Africa still appears in bad rankings
But if North Africa evolves, the rest of the continent still remains press unfriendly, especially the Horn of Africa.
According to Amnesty International, the number of journalists killed increase from 2010 to 2011, and the number of those arrested nearly doubled. As protests spread across the Middle East and North Africa, so did crackdowns by security forces seeking to distort the first draft of history. In only the first few months of 2012, 17 journalists have already been killed around the world.
In its 2011 report, Reporters without Borders, RSF, shows that overall, 2011 took a heavy toll on media freedom, especially in the Arab world. Of the total of 66 journalists killed in 2011, 20 were killed in the Middle East - twice as many as in 2010. China, Iran and Eritrea continue to be the world’s biggest prisons for the media. According to RSF, among the 10 most dangerous cities for journalists in 2011 are Abidjan, in Côte d’Ivoire, Cairo in Egypt, Misrata in Libya and Mogadishu in Somalia. Four out of ten are in Africa.
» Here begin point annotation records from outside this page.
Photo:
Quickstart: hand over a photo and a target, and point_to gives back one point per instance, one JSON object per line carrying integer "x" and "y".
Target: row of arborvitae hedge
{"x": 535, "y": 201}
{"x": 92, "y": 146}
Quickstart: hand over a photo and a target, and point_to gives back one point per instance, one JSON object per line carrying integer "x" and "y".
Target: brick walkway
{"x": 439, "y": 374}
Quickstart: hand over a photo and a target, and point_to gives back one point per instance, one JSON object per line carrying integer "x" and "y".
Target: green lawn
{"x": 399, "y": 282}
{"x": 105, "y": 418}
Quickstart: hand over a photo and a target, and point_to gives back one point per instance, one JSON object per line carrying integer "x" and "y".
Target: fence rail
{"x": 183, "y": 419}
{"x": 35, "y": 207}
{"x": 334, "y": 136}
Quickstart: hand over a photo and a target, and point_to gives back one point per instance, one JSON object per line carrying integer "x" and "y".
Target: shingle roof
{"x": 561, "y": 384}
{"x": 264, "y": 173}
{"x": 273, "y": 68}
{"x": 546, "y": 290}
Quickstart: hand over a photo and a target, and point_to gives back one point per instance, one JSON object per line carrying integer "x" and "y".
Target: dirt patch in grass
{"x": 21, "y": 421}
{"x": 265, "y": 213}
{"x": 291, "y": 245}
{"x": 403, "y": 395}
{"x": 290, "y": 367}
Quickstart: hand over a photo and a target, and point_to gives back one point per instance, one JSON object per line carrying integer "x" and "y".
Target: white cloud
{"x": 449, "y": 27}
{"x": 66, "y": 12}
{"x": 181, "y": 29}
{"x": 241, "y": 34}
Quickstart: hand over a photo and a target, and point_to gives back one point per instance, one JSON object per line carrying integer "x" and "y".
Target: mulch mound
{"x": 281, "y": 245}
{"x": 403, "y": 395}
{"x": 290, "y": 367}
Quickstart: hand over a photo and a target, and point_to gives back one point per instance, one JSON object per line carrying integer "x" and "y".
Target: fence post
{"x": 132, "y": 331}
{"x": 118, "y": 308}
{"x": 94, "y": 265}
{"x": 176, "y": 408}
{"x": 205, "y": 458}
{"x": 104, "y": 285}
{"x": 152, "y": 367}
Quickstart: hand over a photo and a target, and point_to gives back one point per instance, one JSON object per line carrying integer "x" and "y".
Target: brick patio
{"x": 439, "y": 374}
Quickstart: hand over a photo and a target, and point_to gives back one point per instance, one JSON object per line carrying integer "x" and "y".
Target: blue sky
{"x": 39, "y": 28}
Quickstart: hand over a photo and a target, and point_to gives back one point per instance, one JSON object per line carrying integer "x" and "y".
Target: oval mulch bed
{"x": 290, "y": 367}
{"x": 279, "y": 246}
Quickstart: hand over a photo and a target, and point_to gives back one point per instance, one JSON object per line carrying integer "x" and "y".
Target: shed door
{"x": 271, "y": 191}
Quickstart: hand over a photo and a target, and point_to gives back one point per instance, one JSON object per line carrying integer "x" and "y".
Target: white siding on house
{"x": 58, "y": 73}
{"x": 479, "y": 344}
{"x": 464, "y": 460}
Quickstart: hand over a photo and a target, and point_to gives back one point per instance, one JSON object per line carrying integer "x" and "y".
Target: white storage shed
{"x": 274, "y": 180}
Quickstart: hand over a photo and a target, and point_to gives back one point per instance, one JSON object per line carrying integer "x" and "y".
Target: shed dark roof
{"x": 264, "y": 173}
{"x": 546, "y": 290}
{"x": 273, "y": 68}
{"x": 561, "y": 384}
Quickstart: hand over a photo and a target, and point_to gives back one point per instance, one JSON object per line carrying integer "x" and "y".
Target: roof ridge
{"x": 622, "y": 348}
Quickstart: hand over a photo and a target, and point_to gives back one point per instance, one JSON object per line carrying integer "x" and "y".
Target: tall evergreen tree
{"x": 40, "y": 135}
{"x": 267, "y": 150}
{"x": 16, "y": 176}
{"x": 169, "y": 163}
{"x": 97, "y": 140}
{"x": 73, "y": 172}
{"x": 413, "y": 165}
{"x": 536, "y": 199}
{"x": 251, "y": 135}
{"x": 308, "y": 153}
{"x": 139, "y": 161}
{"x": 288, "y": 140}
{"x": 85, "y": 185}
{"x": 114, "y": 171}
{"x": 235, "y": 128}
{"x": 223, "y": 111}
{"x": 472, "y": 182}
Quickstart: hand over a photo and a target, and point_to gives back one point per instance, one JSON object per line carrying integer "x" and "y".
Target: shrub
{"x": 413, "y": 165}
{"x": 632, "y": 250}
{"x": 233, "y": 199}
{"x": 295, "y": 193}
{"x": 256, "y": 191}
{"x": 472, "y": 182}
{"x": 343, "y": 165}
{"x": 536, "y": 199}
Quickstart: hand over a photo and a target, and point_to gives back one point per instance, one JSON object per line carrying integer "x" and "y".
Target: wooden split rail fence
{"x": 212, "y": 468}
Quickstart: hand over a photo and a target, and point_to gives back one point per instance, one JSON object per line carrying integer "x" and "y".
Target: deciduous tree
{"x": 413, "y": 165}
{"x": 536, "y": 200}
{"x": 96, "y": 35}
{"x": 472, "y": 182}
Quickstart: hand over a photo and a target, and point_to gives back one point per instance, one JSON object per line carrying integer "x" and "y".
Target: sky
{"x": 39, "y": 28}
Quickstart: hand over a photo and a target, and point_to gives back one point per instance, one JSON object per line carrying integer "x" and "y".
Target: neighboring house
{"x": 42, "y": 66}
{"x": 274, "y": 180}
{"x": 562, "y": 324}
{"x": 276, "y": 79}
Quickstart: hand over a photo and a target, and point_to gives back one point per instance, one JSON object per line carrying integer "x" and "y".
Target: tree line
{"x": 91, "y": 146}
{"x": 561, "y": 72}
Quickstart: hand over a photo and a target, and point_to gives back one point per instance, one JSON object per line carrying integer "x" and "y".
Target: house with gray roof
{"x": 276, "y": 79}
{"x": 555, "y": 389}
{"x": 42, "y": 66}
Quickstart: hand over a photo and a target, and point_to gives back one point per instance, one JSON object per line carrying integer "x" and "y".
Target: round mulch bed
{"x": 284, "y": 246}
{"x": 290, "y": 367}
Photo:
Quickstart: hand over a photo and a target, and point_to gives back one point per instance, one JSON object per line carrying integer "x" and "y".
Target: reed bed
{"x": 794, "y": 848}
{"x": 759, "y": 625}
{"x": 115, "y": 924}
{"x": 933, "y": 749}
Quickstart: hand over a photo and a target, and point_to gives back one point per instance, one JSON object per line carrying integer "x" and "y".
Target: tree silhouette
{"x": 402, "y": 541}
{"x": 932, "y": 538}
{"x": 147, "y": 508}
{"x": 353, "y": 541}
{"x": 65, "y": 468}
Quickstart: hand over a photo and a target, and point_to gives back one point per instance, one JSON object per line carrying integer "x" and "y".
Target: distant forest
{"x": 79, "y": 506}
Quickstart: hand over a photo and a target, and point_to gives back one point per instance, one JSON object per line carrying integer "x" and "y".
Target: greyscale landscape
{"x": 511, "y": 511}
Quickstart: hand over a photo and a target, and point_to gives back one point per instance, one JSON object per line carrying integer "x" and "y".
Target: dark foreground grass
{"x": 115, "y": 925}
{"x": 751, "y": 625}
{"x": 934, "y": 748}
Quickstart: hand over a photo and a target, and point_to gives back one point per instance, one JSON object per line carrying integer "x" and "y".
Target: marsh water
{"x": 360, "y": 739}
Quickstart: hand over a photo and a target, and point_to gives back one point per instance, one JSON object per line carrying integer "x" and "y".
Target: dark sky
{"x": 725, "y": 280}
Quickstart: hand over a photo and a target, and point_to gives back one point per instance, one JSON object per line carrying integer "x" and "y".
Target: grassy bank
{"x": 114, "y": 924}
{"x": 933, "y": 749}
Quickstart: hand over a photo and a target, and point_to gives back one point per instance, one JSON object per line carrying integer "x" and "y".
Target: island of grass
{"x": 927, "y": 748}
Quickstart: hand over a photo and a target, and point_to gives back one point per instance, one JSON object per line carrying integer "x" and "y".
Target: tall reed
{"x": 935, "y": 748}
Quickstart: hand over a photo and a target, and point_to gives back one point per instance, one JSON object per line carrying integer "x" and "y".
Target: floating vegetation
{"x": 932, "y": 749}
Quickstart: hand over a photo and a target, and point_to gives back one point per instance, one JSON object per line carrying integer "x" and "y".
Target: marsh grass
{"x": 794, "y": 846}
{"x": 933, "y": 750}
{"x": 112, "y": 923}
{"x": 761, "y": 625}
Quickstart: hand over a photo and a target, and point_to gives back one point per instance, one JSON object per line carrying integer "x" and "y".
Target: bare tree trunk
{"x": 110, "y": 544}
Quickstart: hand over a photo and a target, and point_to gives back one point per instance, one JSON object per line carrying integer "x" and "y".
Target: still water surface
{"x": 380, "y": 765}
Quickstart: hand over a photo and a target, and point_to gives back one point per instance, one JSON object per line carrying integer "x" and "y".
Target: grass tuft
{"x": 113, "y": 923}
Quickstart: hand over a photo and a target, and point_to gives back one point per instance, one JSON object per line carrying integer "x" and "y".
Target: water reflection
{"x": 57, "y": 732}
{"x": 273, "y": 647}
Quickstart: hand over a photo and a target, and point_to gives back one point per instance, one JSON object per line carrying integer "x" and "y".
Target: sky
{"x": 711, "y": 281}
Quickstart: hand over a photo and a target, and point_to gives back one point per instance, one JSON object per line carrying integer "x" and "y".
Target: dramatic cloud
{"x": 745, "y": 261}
The Committee to Protect Journalist in New York City, CPJ, declared Eritrea the most censored country in the world in 2011, followed by North Korea, Syria, Iran and Equatorial Guinea. Again, two African countries are in the first five on the list. For this list, CPJ considered only countries where restrictions are imposed directly by the state, but underline that in Somalia, journalists also practice extensive self-censorship in the face of extralegal violence. And in the runner-up can be found two other African countries: Ethiopia and Sudan. Addis where “censorship has become far more restrictive in recent years and the government of Meles Zenawi appoints managers of broadcasters and state newspapers and licenses all media; anti-terrorism legislation criminalizes any reporting that the Ethiopian government deems favourable to opposition movements designated as terrorist”. And in Sudan where “authorities frequently confiscate newspapers, which are the widespread form of media and security forces have increasingly confiscated newspaper editions wholesale to inflict financial losses on publishers.
 Shutting out international media and imposing dictatorial controls on domestic coverage, the Horn of Africa nation of Eritrea has emerged as the world's most censored country, the Committee to Protect Journalists has found in its newly updated analysis of press restrictions around the globe”, CPJ writes. No foreign reporters are granted access to Eritrea, and all domestic media are controlled by the government. Ministry of Information officials direct every detail of coverage. “Every time a journalist had to write a story, they arrange for interview subjects and tell you specific angles you have to write on,” an exiled Eritrean journalist told CPJ, speaking on condition of anonymity. Then in Equatorial Guinea, “all media is controlled, directly or indirectly, by President Teodoro Obiang”, the report says.
We can at this stage only hope that the North of the continent will inspire the rest.